Why Per-Hop Lateral Movement Rules Miss the Kill Chain
A typical SIEM rule for lateral movement looks something like: “alert when a single host opens SMB to more than five new internal destinations in one hour.” That rule works for noisy worms — WannaCry, NotPetya — and almost nothing else. Modern operators avoid it the same way they avoid every other threshold-based rule: by spreading the activity across hosts, protocols, and time.
The structural problem is that lateral movement is not a property of any single flow. It is a property of paths. A web server reaching an LDAP server is normal. An LDAP server reaching a database server is normal. A database server reaching a domain controller is normal. The sequence — web → LDAP → DB → DC inside a 30-minute window, with the same attacker session driving each hop — is not. No flow-level alert can see that sequence because each hop in isolation looks routine.
Graph analysis fixes this by treating the network as what it actually is: a directed weighted graph where nodes are hosts and edges are communications. Once the graph is in memory, three classes of detection become possible that flow-by-flow rules cannot achieve:
- Centrality-anomaly detection — a host whose betweenness centrality or PageRank score spikes above its baseline is acting as a pivot. Even if every individual flow looks legitimate, the host has stepped into a structural role it never previously played.
- Edge-novelty detection — an edge that never existed in the 14-day baseline and uses a known lateral-movement port carries a 10× weight multiplier. Combined with cross-community detection (the edge crosses a segmentation boundary), it is a near-perfect signal for early-stage lateral movement.
- Path-traversal detection — temporal depth-first search from a centrality-anomalous node, restricted to 30-minute windows, reconstructs the actual multi-hop sequence. The output is not just “host X is suspicious” but “host X → host Y → host Z → host W within 22 minutes” — a kill chain ready for analyst triage.
Building the Communication Graph from VPC Flow Logs
The graph construction is straightforward. Nodes are unique internal IPs (both srcAddr and dstAddr in RFC 1918 space). Edges are directed and weighted by total flow count and total bytes for that (src, dst) pair over the analysis window.
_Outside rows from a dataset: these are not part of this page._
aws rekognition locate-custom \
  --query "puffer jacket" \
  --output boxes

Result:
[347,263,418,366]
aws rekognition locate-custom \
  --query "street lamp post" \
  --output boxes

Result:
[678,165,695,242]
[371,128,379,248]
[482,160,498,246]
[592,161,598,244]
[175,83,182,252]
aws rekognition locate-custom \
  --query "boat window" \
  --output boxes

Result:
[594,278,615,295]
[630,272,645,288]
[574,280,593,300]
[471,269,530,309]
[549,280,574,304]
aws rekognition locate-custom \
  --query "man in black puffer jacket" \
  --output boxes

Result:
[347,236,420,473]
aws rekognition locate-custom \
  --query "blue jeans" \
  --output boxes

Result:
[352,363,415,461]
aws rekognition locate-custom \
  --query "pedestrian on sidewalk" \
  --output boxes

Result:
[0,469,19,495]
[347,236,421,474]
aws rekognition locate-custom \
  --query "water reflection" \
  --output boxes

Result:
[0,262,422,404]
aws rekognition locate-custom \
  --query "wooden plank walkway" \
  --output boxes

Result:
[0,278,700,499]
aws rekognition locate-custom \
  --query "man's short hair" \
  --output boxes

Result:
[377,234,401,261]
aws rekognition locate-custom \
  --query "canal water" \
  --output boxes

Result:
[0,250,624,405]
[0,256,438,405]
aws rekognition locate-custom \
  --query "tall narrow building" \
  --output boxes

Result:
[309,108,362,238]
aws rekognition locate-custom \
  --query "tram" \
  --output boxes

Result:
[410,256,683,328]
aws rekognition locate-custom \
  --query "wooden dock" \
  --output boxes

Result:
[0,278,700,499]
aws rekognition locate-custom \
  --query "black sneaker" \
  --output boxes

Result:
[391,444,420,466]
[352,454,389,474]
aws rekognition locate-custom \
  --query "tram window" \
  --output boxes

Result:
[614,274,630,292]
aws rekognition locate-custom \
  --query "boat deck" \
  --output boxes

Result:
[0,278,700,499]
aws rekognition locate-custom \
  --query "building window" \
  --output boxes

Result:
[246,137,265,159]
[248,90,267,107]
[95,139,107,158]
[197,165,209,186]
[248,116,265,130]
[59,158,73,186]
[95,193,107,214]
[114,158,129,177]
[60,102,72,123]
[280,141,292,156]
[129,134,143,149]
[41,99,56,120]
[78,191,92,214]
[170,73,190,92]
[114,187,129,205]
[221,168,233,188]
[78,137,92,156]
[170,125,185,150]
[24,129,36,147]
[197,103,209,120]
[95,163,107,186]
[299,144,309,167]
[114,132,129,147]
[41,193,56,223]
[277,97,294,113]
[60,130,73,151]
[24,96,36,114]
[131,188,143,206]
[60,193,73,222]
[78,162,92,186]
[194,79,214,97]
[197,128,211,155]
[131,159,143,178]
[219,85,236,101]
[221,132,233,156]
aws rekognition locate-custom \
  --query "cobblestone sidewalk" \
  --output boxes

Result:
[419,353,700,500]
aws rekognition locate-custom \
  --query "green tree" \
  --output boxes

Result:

Edge attributes capture protocol distribution (set of destination ports), temporal distribution (how the edge’s flows are spread across the window), and TCP flag patterns.
The lateral-movement-relevant destination ports we focus on are:
- SMB / NetBIOS: 445, 135, 139
- WinRM: 5985, 5986
- RDP: 3389
- SSH / Telnet: 22, 23
- Databases: 1433 (SQL Server), 3306 (MySQL), 5432 (Postgres), 27017 (Mongo), 6379 (Redis)
Filtering at the VPC Flow Log level to only these ports — combined with srcaddr LIKE '10.%' AND dstaddr LIKE '10.%' — typically reduces a daily flow log volume by 95–99%, which means even very large enterprises can keep the graph in memory on a single Lambda or Glue worker.
Baselining the Graph Over a 14-Day Window
You cannot detect anomalies without a baseline. The pipeline computes a per-node and per-edge baseline over a rolling 14-day window. Per-node we capture:
- In-degree, out-degree — the simplest measures of how connected the host is.
- Betweenness centrality — the proportion of shortest paths between all node pairs that pass through this node. High betweenness identifies the host as a “bridge.”
- PageRank — recursive importance score; a host pointed to by many high-PageRank hosts is itself high-PageRank. Originally devised for web search (Page & Brin, 1998), the algorithm transfers cleanly to internal traffic.
- Clustering coefficient — how interconnected a node’s neighbours are. Captures the local topology around each host.
Per-edge we capture the weight (flow count and byte count) and the temporal pattern (uniform across the window, bursty, or one-off). We also run the Louvain community-detection algorithm over the baseline to discover the network’s natural segmentation — even if the team has not formally documented its subnets. Each host gets a community label, and edges that cross community boundaries become high-interest under the anomaly model.
Anomaly Detection: Centrality Spikes and Novel Edges
Once the baseline is established, anomaly detection runs on each new 1-hour graph snapshot. The core comparison is a per-metric z-score:
z = (current_metric − μ_baseline) / σ_baseline
Three signals fire alerts on their own; a fourth signal is structural and earns a 10× multiplier:
- PageRank anomaly:
|PR_current(node) − μ_PR_baseline(node)| / σ_PR_baseline(node) > 3.0. A node whose PageRank suddenly triples — because newly compromised hosts are calling out to it — fires this alert. - Betweenness anomaly: same z-score threshold against the betweenness centrality baseline. Flags hosts that have suddenly become network bridges.
- Out-degree explosion: a host opening connections to many new destinations it has never contacted before. Classic enumeration / scanning behaviour.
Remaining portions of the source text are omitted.